Credit monitoring does work with a freeze. It's one of the exceptions.

https://help.equifax.com/app/answers/detail/a_id/19/~/security-freeze-exceptions

 

[unno2002]

I’m not certain I’d trust that the IRS will send “notification”. Both the wife and I were victims in the Office of Personnel Management (OPM) hacking / theft of employee information, and neither of us received any notice. It took us each calling and asking, to receive a “oh, you should have already gotten notice” response.

 

[easysurfer]

Credit monitoring does work with a freeze. It's one of the exceptions.

https://help.equifax.com/app/answers/detail/a_id/19/~/security-freeze-exceptions

Thanks for the info Audrey. That's the answer I wanted too .

 

[easysurfer]

I’m not certain I’d trust that the IRS will send “notification”. Both the wife and I were victims in the Office of Personnel Management (OPM) hacking / theft of employee information, and neither of us received any notice. It took us each calling and asking, to receive a “oh, you should have already gotten notice” response.

Are you thinking the IRS letter may not be legit? That did cross my mind. But all the links that refer to the IRS site are to irs.gov. The mailing address is the same as that of in an affidavit form to fill out (to get a 6 digit PIN for future tax filing since now my ssn is tainted ) and the credit monitoring code for the 1 year of monitoring is valid. Plus, no where in the letter does it ask for personal info such as SSN. So, unfortunately, I say the letter is legit.

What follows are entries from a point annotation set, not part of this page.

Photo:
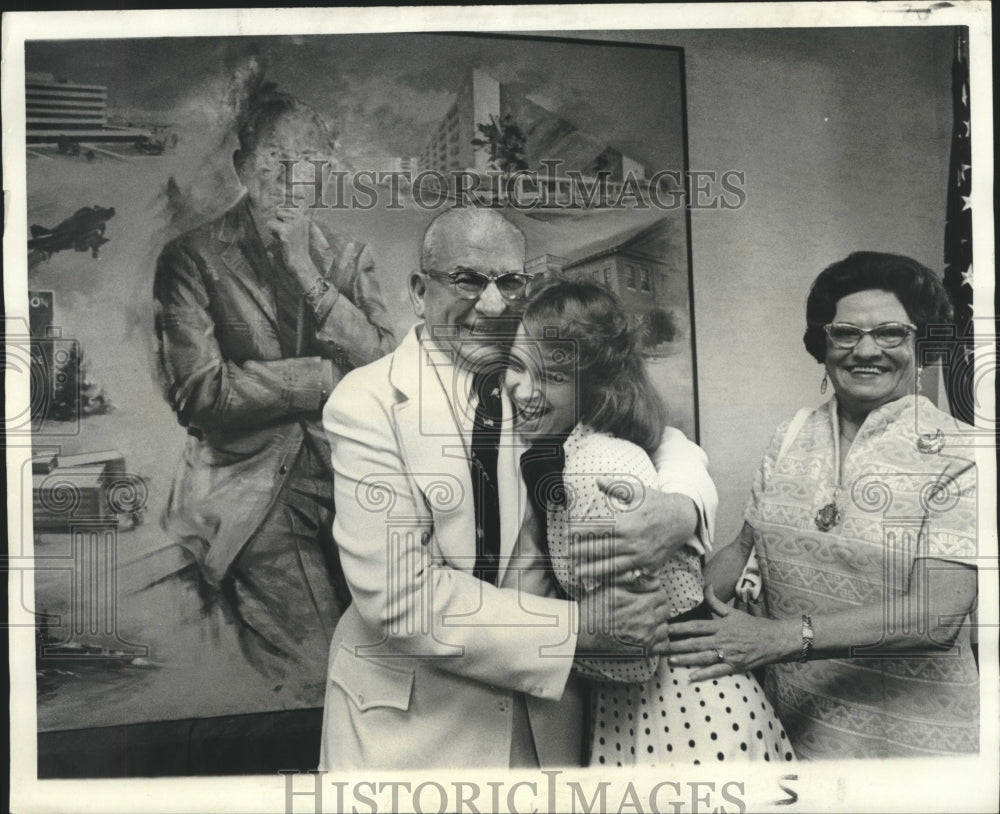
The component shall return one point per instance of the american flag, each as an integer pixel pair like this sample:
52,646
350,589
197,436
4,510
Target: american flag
958,238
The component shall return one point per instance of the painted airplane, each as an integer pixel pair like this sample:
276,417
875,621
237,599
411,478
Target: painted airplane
82,230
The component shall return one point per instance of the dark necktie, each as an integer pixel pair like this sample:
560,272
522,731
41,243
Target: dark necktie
542,468
483,460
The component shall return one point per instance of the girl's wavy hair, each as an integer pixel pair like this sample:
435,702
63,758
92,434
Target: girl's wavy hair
615,392
917,288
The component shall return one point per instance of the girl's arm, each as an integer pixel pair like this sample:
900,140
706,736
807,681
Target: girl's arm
726,566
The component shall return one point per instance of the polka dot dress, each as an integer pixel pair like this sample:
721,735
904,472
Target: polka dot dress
638,718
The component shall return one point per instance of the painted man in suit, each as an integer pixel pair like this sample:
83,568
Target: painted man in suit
259,314
453,654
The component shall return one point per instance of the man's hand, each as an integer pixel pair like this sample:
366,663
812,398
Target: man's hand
649,527
619,621
291,230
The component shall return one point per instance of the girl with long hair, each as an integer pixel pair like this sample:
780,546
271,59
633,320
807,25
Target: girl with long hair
582,398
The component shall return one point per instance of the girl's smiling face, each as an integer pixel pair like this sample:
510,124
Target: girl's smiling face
541,382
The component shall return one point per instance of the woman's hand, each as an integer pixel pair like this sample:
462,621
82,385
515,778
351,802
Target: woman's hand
735,642
649,527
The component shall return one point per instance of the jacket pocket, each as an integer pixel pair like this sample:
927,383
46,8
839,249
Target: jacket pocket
370,684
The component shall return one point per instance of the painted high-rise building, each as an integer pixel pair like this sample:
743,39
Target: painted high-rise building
56,110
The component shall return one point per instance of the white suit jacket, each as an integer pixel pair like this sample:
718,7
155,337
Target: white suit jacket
425,663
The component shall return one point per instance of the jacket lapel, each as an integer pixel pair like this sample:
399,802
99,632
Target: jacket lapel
433,451
231,235
513,493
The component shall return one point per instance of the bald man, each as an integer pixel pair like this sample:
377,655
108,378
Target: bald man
457,650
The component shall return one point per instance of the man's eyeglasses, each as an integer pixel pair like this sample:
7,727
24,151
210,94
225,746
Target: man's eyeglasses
471,284
887,335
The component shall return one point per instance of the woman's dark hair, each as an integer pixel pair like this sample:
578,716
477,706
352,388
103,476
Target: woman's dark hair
616,395
916,287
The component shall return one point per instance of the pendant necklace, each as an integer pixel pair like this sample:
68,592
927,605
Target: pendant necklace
830,516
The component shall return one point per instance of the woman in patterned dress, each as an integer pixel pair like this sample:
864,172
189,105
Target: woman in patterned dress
583,400
863,520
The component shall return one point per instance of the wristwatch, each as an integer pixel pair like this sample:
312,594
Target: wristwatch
807,637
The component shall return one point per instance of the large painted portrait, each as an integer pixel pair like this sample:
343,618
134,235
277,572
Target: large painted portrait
179,471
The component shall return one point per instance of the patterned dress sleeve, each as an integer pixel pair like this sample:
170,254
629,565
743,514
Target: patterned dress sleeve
764,472
950,519
589,514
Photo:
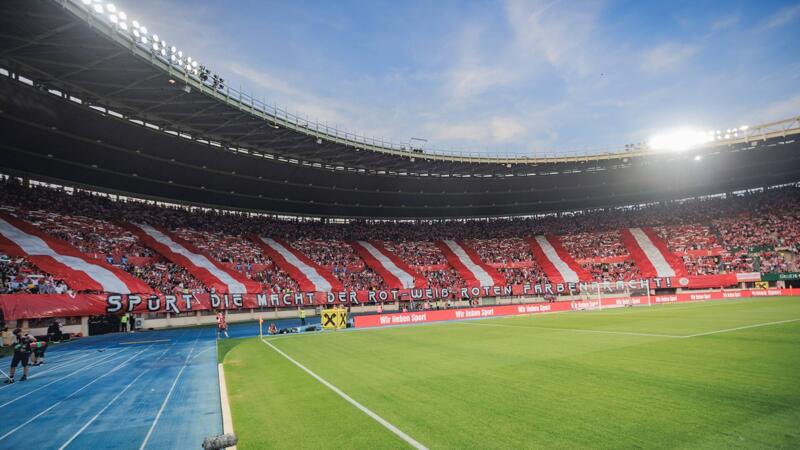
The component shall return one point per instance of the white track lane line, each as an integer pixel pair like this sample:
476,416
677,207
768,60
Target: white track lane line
201,352
577,330
116,397
411,441
169,394
52,367
98,362
119,366
728,330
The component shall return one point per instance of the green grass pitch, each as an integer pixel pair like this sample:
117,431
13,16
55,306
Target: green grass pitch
622,378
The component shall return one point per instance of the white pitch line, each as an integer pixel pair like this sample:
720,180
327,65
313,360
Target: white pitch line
579,330
169,394
757,325
99,413
119,366
411,441
98,362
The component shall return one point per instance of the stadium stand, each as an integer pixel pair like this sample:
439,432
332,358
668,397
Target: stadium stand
721,227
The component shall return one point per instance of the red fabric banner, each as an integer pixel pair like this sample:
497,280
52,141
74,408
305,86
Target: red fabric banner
389,275
298,274
63,261
34,306
463,263
548,265
200,265
646,265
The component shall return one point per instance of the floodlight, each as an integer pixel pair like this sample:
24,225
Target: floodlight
678,140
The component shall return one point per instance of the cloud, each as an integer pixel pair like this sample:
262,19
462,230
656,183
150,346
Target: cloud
541,34
561,32
667,57
782,109
783,17
725,22
301,102
494,130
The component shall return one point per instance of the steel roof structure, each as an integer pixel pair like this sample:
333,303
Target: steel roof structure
82,103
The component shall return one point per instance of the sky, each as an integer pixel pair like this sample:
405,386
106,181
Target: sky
501,77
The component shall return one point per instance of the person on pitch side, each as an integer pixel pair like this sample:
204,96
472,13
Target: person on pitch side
22,353
222,325
38,348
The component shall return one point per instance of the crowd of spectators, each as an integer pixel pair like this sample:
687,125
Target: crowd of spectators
748,232
19,276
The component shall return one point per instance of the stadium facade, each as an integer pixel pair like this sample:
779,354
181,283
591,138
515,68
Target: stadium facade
87,103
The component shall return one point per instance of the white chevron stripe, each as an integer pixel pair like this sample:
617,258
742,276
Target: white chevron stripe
320,283
34,245
563,268
663,269
406,280
477,271
234,286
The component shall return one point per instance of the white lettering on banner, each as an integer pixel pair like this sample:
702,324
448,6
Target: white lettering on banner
477,271
36,246
406,280
663,269
563,268
320,283
201,261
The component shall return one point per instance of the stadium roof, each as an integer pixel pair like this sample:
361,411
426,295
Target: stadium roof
86,104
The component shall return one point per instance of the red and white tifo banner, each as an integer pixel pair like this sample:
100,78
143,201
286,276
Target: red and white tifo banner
63,261
651,253
212,273
36,306
382,320
394,272
556,262
310,276
469,265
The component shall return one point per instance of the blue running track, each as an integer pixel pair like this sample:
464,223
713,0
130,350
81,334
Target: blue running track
153,389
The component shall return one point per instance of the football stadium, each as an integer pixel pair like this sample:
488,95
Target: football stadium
184,264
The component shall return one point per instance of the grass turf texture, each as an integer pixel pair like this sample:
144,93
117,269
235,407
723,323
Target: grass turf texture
533,381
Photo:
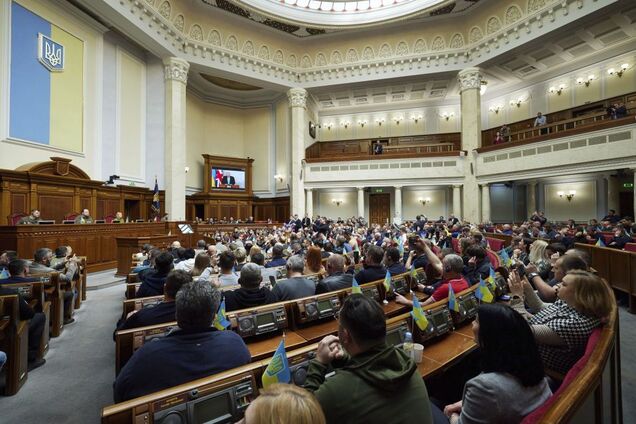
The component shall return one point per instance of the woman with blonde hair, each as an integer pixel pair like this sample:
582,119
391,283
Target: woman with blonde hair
284,404
313,261
539,258
562,328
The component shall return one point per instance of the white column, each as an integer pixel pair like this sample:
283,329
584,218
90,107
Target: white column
298,103
398,203
310,203
485,203
469,87
360,201
176,78
532,198
457,201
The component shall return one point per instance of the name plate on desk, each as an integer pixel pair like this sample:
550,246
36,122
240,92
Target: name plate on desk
258,321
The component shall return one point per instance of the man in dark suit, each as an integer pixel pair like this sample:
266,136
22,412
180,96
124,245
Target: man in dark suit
161,312
195,350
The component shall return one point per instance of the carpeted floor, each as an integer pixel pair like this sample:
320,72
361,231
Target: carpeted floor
76,381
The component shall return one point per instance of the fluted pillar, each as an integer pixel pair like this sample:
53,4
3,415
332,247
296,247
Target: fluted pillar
176,79
298,103
469,88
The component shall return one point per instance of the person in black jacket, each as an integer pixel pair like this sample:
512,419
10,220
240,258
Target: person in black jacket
153,279
161,312
250,294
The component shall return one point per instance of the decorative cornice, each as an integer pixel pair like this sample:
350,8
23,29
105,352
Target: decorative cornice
176,69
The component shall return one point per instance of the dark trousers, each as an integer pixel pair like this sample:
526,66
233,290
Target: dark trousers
36,327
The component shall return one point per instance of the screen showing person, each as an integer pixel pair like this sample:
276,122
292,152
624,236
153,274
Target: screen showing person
228,178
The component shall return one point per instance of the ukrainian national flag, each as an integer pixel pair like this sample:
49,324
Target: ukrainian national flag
483,292
46,98
453,305
220,319
278,369
355,287
419,317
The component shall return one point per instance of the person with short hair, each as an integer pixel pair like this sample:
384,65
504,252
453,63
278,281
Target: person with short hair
195,350
295,285
512,381
153,279
251,293
284,404
336,278
371,381
161,312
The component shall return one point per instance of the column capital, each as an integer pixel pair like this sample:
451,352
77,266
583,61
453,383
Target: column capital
297,97
469,78
176,69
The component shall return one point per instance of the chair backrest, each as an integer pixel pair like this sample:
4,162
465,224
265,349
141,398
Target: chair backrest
13,219
535,416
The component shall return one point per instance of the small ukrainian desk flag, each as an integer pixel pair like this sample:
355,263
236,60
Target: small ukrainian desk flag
277,370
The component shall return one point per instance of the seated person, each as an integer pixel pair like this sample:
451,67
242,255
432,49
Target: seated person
161,312
393,262
84,217
195,350
34,218
451,268
478,264
562,328
336,277
295,285
512,382
251,293
277,257
19,270
372,382
284,404
42,265
372,269
153,279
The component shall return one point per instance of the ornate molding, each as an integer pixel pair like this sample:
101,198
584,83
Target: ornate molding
176,69
469,78
297,97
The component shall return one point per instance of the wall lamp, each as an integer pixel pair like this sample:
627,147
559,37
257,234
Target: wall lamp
587,82
568,196
558,90
619,73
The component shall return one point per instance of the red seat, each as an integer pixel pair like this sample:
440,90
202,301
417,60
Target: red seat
536,415
13,219
630,247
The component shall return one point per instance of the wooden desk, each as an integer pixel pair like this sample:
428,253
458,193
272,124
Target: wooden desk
127,246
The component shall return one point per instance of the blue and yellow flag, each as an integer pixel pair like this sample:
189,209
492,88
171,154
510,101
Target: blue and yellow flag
483,293
419,317
277,370
387,281
355,287
453,305
220,319
505,258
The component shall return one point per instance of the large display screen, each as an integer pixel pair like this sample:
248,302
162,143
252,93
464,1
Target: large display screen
224,178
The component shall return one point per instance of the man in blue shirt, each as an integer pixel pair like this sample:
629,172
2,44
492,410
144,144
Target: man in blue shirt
195,350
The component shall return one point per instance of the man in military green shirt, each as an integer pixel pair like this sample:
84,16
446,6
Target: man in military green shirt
372,382
34,218
84,217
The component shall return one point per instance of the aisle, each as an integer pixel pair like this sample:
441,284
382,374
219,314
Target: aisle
76,381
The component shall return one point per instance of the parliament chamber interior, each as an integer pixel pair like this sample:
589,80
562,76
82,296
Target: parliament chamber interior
310,211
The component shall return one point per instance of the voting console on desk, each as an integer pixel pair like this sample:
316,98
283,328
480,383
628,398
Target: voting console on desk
219,403
316,308
468,306
439,322
258,321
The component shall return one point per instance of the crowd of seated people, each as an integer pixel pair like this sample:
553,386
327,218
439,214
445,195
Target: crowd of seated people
511,382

I did have the same thought though.

 

[audreyh1]

He was just questioning whether everyone would be notified, I think.

 

[mickeyd]

As always, the IRS takes the security of taxpayer data extremely seriously,
and we are working aggressively to protect affected taxpayers and continue to strengthen our protocols.

Isn't this the same outfit that Lois Lerner used to work for?

 

[easysurfer]

He was just questioning whether everyone would be notified, I think.

I see. That's a very good point.

 

[easysurfer]

I got the free credit monitoring for a year from Equifax as a result of the IRS hack. The good news is looking at my credit reports, there isn't anything suspicious like new credit accounts or strange charges. So, at first inspection, besides just the letter that my info got compromised, I don't see any damage.

 

[MichaelB]

I got the free credit monitoring for a year from Equifax as a result of the IRS hack. The good news is looking at my credit reports, there isn't anything suspicious like new credit accounts or strange charges. So, at first inspection, besides just the letter that my info got compromised, I don't see any damage.

I think it's time to give everyone free lifetime access to their credit report. This "one free year" is a giveaway for the credit agencies, it's better marketing and lead generation than anything they could do.

 

[samclem]

I think it's time to give everyone free lifetime access to their credit report.

+1. And unlimited "freeze on/freeze off" toggles. If the potential victim is willing to do their part to limit the damage from ID theft, the credit agencies (and merchants) should make it easy, and shouldn't charge them for it.